Text(0,0.5,'Sellers')

From the figure above, we can see that HSBC Bank has an extraordinary good performance that nearly no loan came from HSBC Bank was default at the end. However, we must keep in mind that HSBC only sold a little more than 5 hundreds loans to Finnie Mae in this quater. This number is really small compared to other banks. The low default rate of HSBC's loan may be biased since the data amount of HSBC may be not enough.
Loans purchased from the following major banks have lower default rate than the overall market: JP Morgan Chase, Wells Fargo, First Tennesse Bank, PNC Bank, Citi Mortgage and Chase Home Finance. Considering that these banks are already large commercial banks, we were confident to say that these banks show stronger capability at risk management.
On the other hand, some major banks such as Bank of American performs worse than overall average. We suggest that Fannie Mae should reduce the number of loans purchased from these banks.
We also noticed an interesting phenomenon related to all the smaller banks that are not listed specifically in the dataset. It can be seen that the average default rate of smaller banks are lower than all other major banks except HSBC. Our guess is that those smaller banks have more local connections to their customers and those connections help them know the borrowers better during mortgage application processes.

Conclusion for section 4.1¶

In summary, we have three advices for Fannie Mae.

1. Fannie Mae should give higher preference to the following large commercial banks: JP Morgan Chase, Wells Fargo, First Tennesse Bank, PNC Bank, Citi Mortgage and Chase Home Finance.
2. Fannie Mae should reduce number of loan purchased from the following banks: Amtrust Bank, GMAC Mortgage, Flagstar Capital, Bank of America and Suntrust Mortgage.
3. Fannie Mae should consider exploring more opportunities to work with smaller local banks.

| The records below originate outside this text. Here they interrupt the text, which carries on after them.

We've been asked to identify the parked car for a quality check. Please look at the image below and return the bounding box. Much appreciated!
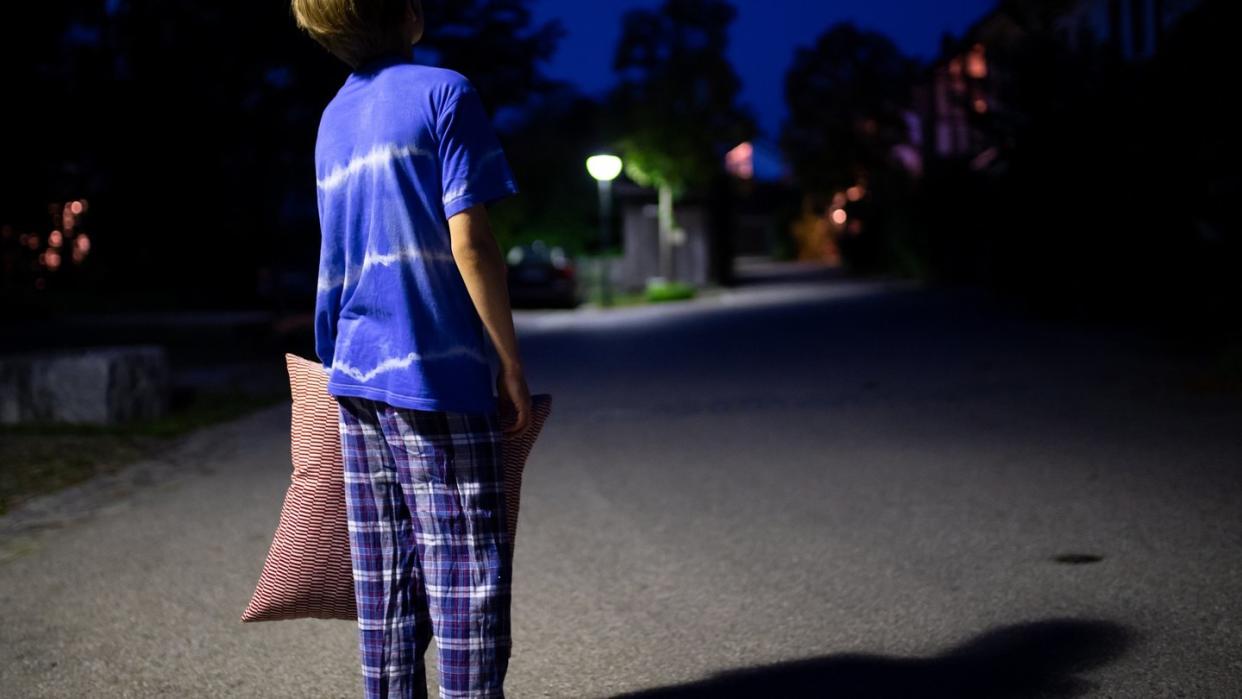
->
[505,241,579,308]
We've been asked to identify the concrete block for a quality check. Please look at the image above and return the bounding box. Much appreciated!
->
[0,345,170,425]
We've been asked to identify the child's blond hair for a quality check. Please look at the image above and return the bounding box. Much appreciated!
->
[291,0,410,68]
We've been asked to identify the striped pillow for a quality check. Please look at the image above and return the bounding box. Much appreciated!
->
[241,354,551,622]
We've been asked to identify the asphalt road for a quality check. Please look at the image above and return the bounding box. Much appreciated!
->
[0,259,1242,699]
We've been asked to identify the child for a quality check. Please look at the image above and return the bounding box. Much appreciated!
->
[292,0,530,698]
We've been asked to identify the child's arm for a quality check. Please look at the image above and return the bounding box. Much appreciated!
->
[448,204,530,433]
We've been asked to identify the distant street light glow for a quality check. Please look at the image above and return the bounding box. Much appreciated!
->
[586,155,621,183]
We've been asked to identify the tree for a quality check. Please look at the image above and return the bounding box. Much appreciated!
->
[780,22,913,206]
[605,0,758,284]
[779,22,914,268]
[0,0,561,307]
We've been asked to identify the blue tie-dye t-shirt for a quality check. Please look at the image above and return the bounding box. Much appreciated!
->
[314,55,518,412]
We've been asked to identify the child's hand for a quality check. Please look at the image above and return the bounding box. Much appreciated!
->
[496,368,530,435]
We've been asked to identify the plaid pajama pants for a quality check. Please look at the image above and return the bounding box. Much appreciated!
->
[338,396,513,699]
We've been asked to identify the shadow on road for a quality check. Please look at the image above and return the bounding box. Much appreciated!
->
[616,620,1134,699]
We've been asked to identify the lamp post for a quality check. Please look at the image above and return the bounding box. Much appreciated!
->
[586,154,621,305]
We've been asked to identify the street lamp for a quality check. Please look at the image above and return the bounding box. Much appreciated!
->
[586,154,621,305]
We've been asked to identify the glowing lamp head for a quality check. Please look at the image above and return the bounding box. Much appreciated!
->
[586,155,621,180]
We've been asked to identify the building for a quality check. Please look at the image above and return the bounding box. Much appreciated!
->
[610,139,792,291]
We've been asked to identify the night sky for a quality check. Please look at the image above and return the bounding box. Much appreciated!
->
[532,0,995,138]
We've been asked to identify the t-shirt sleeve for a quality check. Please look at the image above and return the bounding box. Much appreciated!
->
[438,84,518,219]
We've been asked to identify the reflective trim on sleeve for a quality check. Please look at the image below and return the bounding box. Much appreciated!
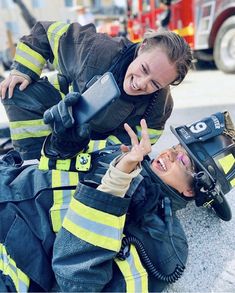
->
[48,72,65,99]
[56,159,71,171]
[47,21,69,69]
[0,243,30,292]
[114,244,148,293]
[136,126,163,145]
[38,156,49,170]
[14,42,46,76]
[87,139,107,153]
[63,198,126,252]
[9,119,51,140]
[218,154,235,175]
[50,170,79,232]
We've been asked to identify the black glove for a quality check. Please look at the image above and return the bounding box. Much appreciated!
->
[43,92,81,135]
[43,93,90,159]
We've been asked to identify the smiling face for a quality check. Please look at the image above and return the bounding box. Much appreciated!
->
[151,145,194,197]
[123,44,177,96]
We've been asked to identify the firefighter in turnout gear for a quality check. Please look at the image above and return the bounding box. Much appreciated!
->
[0,112,235,292]
[0,22,192,159]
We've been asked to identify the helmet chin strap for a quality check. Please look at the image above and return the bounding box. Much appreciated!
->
[142,160,194,211]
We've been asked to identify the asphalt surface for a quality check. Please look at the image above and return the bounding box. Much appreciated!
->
[0,69,235,293]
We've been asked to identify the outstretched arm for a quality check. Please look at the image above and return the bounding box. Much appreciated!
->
[116,119,152,173]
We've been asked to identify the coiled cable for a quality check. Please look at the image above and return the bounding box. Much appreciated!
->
[117,197,185,284]
[117,235,185,283]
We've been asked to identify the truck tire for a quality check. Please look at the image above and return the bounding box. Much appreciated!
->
[213,16,235,73]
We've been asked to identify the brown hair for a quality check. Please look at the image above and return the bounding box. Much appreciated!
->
[142,29,193,85]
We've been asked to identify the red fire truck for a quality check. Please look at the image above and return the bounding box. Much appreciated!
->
[127,0,235,73]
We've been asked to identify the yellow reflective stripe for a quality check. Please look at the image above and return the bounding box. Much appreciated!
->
[50,170,63,232]
[218,154,235,174]
[56,159,71,171]
[107,135,121,144]
[38,156,49,170]
[0,243,30,292]
[15,42,46,76]
[75,153,91,172]
[230,178,235,187]
[115,245,148,293]
[9,119,51,140]
[50,170,79,232]
[69,172,79,185]
[136,126,163,144]
[87,139,107,153]
[173,25,194,37]
[63,198,125,252]
[47,22,69,68]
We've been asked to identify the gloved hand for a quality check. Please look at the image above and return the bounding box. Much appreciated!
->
[43,92,81,135]
[43,93,90,159]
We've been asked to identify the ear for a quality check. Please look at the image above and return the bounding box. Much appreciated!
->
[182,187,195,197]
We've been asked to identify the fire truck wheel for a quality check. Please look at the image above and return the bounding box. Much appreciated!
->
[214,16,235,73]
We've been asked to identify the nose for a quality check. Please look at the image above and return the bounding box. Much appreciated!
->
[137,76,150,91]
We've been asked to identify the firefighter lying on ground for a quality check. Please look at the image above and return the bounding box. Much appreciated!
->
[0,22,192,160]
[0,112,235,292]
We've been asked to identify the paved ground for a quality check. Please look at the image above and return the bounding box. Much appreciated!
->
[0,70,235,293]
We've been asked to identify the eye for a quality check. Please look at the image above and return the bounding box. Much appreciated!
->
[141,64,148,74]
[152,80,160,90]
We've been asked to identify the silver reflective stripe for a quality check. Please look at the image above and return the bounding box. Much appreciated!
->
[10,122,51,140]
[0,243,29,292]
[66,209,123,240]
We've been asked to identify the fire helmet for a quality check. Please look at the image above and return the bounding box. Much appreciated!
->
[171,112,235,221]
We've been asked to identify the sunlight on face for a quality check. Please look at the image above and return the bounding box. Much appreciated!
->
[152,145,194,196]
[123,47,177,96]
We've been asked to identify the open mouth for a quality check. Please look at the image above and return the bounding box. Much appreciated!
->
[130,76,139,91]
[152,158,167,172]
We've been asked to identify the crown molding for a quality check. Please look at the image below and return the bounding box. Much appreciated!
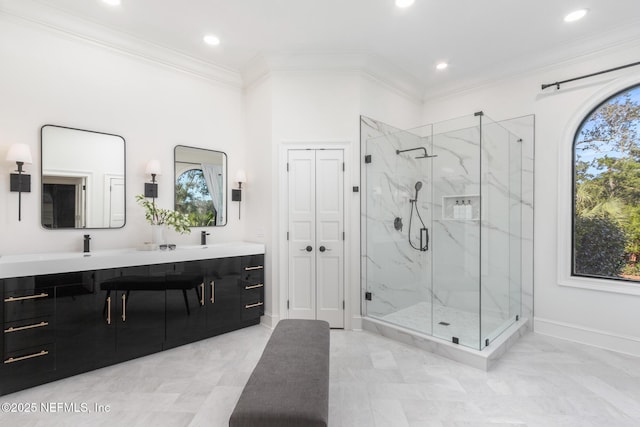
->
[422,21,640,102]
[0,0,243,89]
[242,52,424,104]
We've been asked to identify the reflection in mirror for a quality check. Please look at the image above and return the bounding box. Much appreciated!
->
[41,125,125,229]
[174,145,227,227]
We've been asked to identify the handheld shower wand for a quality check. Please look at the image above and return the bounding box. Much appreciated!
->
[414,181,422,202]
[408,181,429,252]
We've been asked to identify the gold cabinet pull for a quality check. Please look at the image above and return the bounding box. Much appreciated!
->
[244,302,264,309]
[4,322,49,334]
[122,294,127,322]
[107,297,111,325]
[4,350,49,365]
[4,292,49,302]
[211,280,216,304]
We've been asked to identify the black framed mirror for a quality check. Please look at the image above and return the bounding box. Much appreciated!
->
[40,125,126,230]
[174,145,227,227]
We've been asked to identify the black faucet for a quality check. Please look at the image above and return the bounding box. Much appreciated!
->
[200,231,209,245]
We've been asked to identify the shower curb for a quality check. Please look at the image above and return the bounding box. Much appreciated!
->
[362,317,529,371]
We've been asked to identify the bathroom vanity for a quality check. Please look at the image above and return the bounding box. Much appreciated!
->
[0,243,264,394]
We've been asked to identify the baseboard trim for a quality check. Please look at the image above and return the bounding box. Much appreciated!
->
[260,313,280,329]
[533,317,640,357]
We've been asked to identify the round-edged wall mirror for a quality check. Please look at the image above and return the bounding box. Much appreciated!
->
[41,125,126,230]
[174,145,227,227]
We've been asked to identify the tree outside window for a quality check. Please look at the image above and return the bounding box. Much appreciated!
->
[573,85,640,281]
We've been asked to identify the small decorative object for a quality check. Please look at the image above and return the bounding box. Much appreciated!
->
[136,194,191,249]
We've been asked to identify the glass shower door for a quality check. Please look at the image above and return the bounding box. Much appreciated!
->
[432,116,481,349]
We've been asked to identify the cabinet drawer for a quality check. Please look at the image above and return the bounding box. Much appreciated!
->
[242,301,264,320]
[3,343,55,376]
[240,255,264,282]
[4,316,54,355]
[4,288,54,322]
[2,276,36,295]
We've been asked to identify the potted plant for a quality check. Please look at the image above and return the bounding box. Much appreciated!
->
[136,194,191,244]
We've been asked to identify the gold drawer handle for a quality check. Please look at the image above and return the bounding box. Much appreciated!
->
[107,297,111,325]
[4,350,49,365]
[4,292,49,302]
[244,302,264,309]
[4,322,49,334]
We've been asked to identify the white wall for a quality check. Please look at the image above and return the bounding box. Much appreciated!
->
[241,77,279,326]
[246,70,421,328]
[424,41,640,355]
[0,15,245,255]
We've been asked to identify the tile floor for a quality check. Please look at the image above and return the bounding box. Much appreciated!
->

4.2 Is there any difference at any features between good borrowers and bad borrowers??¶

To answer the quesion, we explore several features using box plots. In each sub plot, the blue box show the distribitnion of value of that in feature spanned by the default class, while the orange boxe show value spanned by the non-default class. For the sake of simplicity, we focused only on 6 numerical features: original interest rate, original unpaid principle, original LTV, original CLTV, debt to income rate and credit score.

num_columns_2 = ['OrInterestRate','OrUnpaidPrinc','OrLTV','OrCLTV','DTIRat','CreditScore'];

fig, axes = plt.subplots(nrows=2, ncols=3, figsize=(8,6))
plt.tight_layout(w_pad=4.0, h_pad=4.0)

for i, column in zip(range(1,len(num_columns)+1), num_columns_2):
    plt.subplot(2,3,i)
    sns.boxplot(x="Default", y=column, data=df, linewidth=0.5)
    plt.xlabel('Default')

The above figures show that on average, defaulters tend to have higher original interest rate, higher date to income rate and lower credit score. From the figure, it looks like credit score is the feature that has the most difference on both distribution and average value. So we decide to verify the assumption that defaulters and non-defaulters behave significantly different at credit score.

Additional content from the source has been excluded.